Europe Spars Over Green Label for Gas and Nuclear Plants
(Bloomberg) -- The European Union proposal to classify investment in some natural-gas and nuclear projects as sustainable exposed deep divisions among member states, underscoring the challenges facing the bloc as it reaches for an ambitious climate-neutrality goal.
Green politicians in Austria and Luxembourg criticized the draft measure, saying it could damage the credibility of the new rulebook and threaten to divert investment away from renewables. Yet the biggest political group in the European Parliament threw its weight behind the plan, saying it would help accelerate emissions reductions.
Opponents are pressuring the European Commission to modify its plan, knowing they face a difficult task in trying to block it at a later stage. The commission is using a special scrutiny procedure that would require at least 20 member states -- representing at least 65% of the EU’s population -- to collectively reject the rule in coming months, which is very unlikely. Several key countries, including France, strongly support the inclusion of nuclear power.
Austria’s climate and energy minister, Leonore Gewessler, called on the EU executive to change the proposal or risk legal action.
“Greenwashing atomic energy and fossil gas is completely unacceptable,” Gewessler said Monday in an interview broadcast on ORF radio. “Finance markets need a credible label. That’s why this is so important.”
Germany, which is relying more on fossil fuels as it tries to phase out nuclear energy by year’s end, is split on the proposed changes to the rulebook, known as taxonomy. A joint government position will be set by the end of the month.

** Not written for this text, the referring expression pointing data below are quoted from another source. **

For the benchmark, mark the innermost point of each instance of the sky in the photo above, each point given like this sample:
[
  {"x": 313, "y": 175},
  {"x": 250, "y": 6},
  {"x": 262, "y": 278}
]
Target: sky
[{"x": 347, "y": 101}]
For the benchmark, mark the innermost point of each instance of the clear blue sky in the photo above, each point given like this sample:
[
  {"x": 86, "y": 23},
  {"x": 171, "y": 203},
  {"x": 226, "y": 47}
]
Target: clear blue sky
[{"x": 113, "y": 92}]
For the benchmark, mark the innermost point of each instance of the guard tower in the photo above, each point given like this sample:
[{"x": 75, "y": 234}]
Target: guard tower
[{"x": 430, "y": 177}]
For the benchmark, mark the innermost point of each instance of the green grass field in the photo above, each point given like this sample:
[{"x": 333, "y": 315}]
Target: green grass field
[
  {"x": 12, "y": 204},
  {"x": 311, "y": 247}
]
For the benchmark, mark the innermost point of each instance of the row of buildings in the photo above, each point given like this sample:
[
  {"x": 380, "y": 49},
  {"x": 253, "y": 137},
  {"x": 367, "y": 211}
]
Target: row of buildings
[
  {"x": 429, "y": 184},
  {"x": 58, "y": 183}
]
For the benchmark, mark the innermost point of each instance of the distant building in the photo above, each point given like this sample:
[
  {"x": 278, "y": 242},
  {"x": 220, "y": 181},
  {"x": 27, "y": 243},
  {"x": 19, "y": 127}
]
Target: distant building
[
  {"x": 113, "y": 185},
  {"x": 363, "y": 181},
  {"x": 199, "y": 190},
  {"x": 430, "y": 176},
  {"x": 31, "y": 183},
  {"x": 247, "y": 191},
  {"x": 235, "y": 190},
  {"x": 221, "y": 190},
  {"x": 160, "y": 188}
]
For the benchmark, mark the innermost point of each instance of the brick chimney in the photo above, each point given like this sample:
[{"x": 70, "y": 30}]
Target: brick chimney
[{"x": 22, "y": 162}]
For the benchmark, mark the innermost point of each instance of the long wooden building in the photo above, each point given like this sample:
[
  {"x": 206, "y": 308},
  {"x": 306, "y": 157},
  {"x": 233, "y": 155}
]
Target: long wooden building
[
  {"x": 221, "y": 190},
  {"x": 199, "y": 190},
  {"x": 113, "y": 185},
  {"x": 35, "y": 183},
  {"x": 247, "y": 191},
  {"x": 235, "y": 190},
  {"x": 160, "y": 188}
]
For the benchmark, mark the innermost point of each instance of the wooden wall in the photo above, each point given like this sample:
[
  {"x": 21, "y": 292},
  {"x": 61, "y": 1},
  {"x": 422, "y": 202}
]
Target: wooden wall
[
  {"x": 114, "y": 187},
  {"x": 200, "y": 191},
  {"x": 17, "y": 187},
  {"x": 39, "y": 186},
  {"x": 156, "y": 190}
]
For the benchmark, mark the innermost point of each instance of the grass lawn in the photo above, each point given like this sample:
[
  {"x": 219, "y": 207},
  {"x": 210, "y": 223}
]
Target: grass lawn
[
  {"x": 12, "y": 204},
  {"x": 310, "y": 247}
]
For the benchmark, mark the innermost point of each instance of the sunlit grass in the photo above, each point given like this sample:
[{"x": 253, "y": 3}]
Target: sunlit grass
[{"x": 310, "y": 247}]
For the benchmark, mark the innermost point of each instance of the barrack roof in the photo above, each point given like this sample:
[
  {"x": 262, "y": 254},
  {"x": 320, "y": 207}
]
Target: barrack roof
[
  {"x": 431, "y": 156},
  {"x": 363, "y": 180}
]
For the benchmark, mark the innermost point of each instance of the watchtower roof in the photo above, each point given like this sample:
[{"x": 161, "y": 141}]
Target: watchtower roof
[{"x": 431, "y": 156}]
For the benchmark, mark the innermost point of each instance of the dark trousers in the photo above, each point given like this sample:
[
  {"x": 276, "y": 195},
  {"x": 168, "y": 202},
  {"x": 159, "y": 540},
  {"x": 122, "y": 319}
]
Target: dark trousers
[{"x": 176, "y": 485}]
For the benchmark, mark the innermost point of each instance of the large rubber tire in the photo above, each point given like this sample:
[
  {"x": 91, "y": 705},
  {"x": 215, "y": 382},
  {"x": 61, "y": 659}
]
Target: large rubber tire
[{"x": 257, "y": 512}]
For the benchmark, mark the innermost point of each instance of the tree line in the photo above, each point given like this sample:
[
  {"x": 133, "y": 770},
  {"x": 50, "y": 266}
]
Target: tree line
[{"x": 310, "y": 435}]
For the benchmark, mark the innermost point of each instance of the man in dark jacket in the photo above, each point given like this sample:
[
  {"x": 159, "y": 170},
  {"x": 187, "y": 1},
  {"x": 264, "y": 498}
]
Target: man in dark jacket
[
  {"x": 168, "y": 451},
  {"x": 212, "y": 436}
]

“The proposals in the European Commission’s delegated act on gas are in line with the position of the German government, even if from our point of view such an act isn’t needed,” Chancellor Olaf Scholz’s chief spokesman, Steffen Hebestreit, said Monday. “We categorically reject the conclusions on nuclear power.”
In a proposal sent for consultations to member states Friday, the commission wants to put a temporary green label on gas projects that replace coal and emit no more than 270 grams of carbon dioxide equivalent per kilowatt-hour. Those facilities would have to obtain construction permits before 2031 and have plans to switch to renewable or low-carbon gases by 2036.
Nuclear energy could be classified as sustainable if the new plants granted construction permits by 2045 meet a set of criteria to avoid significant harm to the environment and water resources, according to the draft seen by Bloomberg News.
The EU taxonomy is closely observed by investors worldwide as a tool to guide private finance in the region’s ambitious transition to climate neutrality. The challenge is to ensure the decision on how to treat nuclear and gas gets political support in the 27-nation bloc while avoiding the risk of greenwashing, or overstating the significance of emissions cuts.
The commission said Saturday that gas and nuclear could “facilitate the transition toward a predominantly renewable-based future.” Europe wants to reach carbon neutrality by mid-century under the Green Deal, a sweeping overhaul meant to accelerate pollution cuts.
“By using gas as a bridge technology, we can achieve CO2 reductions faster by moving away from, for example, coal without having to wait for fully carbon-free technologies to be widely available,” Esther de Lange, a senior member of the European People’s Party in the EU Parliament, said in an email. The group also sees a role for nuclear in the energy shift.
Giving a temporary green label to certain gas projects could facilitate investments in cleaning up coal-based heating systems in countries such as Poland. That’s an argument often raised by East European politicians.
The role of atomic power has pitted Germany, Denmark and Luxembourg against France, Czech Republic or Finland, which want to rely on reactors in the clean shift.
“The green transition is the best thing that’s happening right now,” Finland Economy Minister Mika Lintila said. “It’s driving global investments at the moment, but it must be done in a way that’s realistic and without destroying Europe’s competitiveness.”
Member states and the Platform on Sustainable Finance have until Jan. 12 to provide feedback. The Commission then will adopt the delegated act later this month.
After that, the plan goes before the European Parliament and national governments in the EU Council for scrutiny.